I see it in spam, sorry I had checked but for the wrong email account. Email looks good :+1:
vardhan_ joined the channel
Kladky joined the channel
lucifer[m]
mayhem: hi! are you around to discuss a couple of things? (not urgent)
mayhem[m]
sure.
vardhan_ has quit
lucifer[m]
to make listen ingestion in spark realtime, i am planning to do two things.
1. add a service that runs on michael and polls listens from RabbitMQ unique listens queue periodically. Combines the listens with existing incremental listens parquet and replaces it in place. every week or so, we re-partition the data in the spark cluster for performance.
Kladky has quit
2. to make deletes realtime-ish, after listens are deleted from timescale. write them to a deletion queue, same service on michael deletes them daily before stats generation.
however, to account for the case where a user deleted a listen and then imported the same listen from a service we need something more than listened_at, user_id, recording_msid triplet.
so we need to assign a unique id to each listen.
so need to add a column to listens table, dumps, api etc. etc.
mayhem[m]
lucifer[m]: that sounds like sooooo much fun
lucifer[m]
yup :/ but i don't think there is another way to handle this case.
mayhem[m]
has this ever happened before? is it worth all this trouble for a serious edge case?
vardhan joined the channel
lucifer[m]
it used to happen a lot with the existing lfm importer because we advised people to delete their listens and import from scratch.
with the new importer, i would expect it to be not that often.
mayhem[m]
are we engineering for a case that no longer happens (or far less often)? and do people have 1 or 2 listens duplicated, or a whole pile of them?
could we do this without the extra column now and see how it behaves? if it still is problematic, go back and add the id?
lucifer[m]
sure.
mayhem[m]
sure, but to which of the 3 questions? :)
lucifer[m]
to doing it without the id for now and adding it later if needed.
Kladky joined the channel
mayhem[m]
then, I think we should do this.
lucifer[m]
for the first two questions, i am not sure how often it happens now.
Hey lucifer, I haven’t planned much for the release, the email will do most of the work.

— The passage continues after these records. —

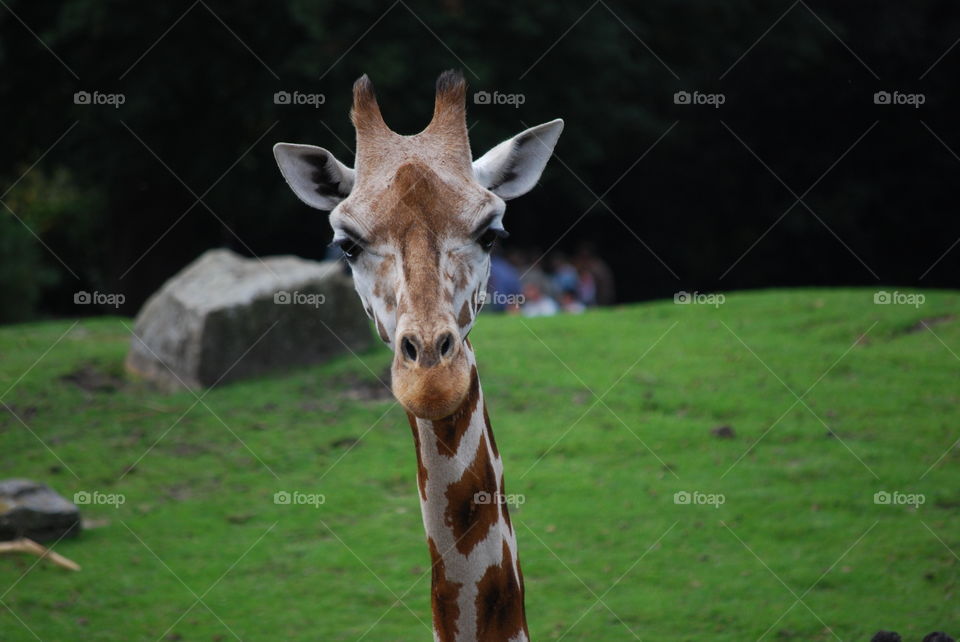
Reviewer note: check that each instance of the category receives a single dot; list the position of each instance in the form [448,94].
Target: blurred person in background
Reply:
[536,303]
[596,277]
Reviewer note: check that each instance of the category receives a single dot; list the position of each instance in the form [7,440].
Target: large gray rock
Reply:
[225,317]
[30,509]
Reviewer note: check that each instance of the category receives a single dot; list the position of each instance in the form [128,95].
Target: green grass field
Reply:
[798,550]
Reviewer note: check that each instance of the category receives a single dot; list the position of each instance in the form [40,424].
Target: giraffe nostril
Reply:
[409,350]
[445,345]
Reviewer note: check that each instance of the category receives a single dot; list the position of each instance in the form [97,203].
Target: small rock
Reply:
[224,318]
[723,432]
[33,510]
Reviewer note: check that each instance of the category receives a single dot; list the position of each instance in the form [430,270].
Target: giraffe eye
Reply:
[489,238]
[350,248]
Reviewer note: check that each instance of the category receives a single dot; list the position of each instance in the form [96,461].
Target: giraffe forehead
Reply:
[417,201]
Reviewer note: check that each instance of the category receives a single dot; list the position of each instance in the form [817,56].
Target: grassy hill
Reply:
[798,549]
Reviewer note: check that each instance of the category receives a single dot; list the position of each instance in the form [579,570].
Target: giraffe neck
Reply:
[477,586]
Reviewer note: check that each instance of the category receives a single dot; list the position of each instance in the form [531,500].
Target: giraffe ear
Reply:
[513,167]
[314,174]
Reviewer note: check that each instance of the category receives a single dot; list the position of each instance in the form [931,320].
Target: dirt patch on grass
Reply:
[94,378]
[930,322]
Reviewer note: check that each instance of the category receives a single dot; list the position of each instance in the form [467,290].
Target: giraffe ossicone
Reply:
[416,218]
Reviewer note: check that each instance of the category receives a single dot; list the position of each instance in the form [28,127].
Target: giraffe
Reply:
[416,219]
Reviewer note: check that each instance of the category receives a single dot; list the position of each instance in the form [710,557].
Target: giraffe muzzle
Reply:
[431,375]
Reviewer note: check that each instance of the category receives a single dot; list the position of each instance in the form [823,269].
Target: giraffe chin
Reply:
[432,393]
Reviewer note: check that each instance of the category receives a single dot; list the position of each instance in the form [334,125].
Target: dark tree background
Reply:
[690,196]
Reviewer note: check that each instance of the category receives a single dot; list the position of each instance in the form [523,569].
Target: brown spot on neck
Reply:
[443,597]
[472,507]
[500,611]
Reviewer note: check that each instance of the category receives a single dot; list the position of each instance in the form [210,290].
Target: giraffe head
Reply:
[416,219]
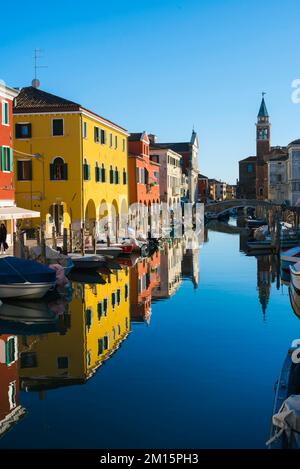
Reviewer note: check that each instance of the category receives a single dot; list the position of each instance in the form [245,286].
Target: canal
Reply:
[181,351]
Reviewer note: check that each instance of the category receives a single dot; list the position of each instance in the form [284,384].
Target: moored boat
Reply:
[88,261]
[20,278]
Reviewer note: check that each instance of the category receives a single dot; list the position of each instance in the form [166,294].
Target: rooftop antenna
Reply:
[37,55]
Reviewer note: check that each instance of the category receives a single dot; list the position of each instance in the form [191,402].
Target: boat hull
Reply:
[25,290]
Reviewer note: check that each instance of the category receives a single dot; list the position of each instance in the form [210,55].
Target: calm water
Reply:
[194,369]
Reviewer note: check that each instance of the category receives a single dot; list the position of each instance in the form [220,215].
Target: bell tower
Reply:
[263,146]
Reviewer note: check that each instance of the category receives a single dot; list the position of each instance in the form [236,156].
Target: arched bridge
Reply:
[225,205]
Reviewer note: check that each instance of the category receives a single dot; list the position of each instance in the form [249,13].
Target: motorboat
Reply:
[295,275]
[88,261]
[20,278]
[289,257]
[285,425]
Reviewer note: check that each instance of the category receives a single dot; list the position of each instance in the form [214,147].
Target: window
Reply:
[11,350]
[97,134]
[58,170]
[111,175]
[84,130]
[28,360]
[6,159]
[62,363]
[97,173]
[5,113]
[86,170]
[57,127]
[103,137]
[103,173]
[117,177]
[24,170]
[23,130]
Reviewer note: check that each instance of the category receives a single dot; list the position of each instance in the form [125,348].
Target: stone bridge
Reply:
[225,205]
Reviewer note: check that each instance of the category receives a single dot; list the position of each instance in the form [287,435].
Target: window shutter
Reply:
[65,172]
[3,159]
[52,172]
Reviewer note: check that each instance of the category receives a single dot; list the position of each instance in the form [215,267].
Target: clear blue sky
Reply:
[164,66]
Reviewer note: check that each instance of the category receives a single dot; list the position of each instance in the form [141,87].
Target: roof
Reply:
[249,159]
[263,109]
[32,100]
[177,147]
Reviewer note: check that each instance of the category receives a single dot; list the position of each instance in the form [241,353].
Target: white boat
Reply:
[25,290]
[289,257]
[295,275]
[88,261]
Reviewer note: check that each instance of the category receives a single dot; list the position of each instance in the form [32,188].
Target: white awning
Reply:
[17,213]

But if you tell me what time you would like to launch I will make a post on the socials
Never heard if we are re-calculating them later? That’s probably the main reason to post (e.g. to encourage people to sign up and import data to get their YIM still)
monkey: If the “your year in music coming soon” screen is all done in beta, is it still worth pushing it to prod?
lucifer[m]
aerozol: i don't have a particular time in mind. but i can generate the data on 1st and hold off on sending emails until you are around and we can send the emails and make the annoucements at the same time.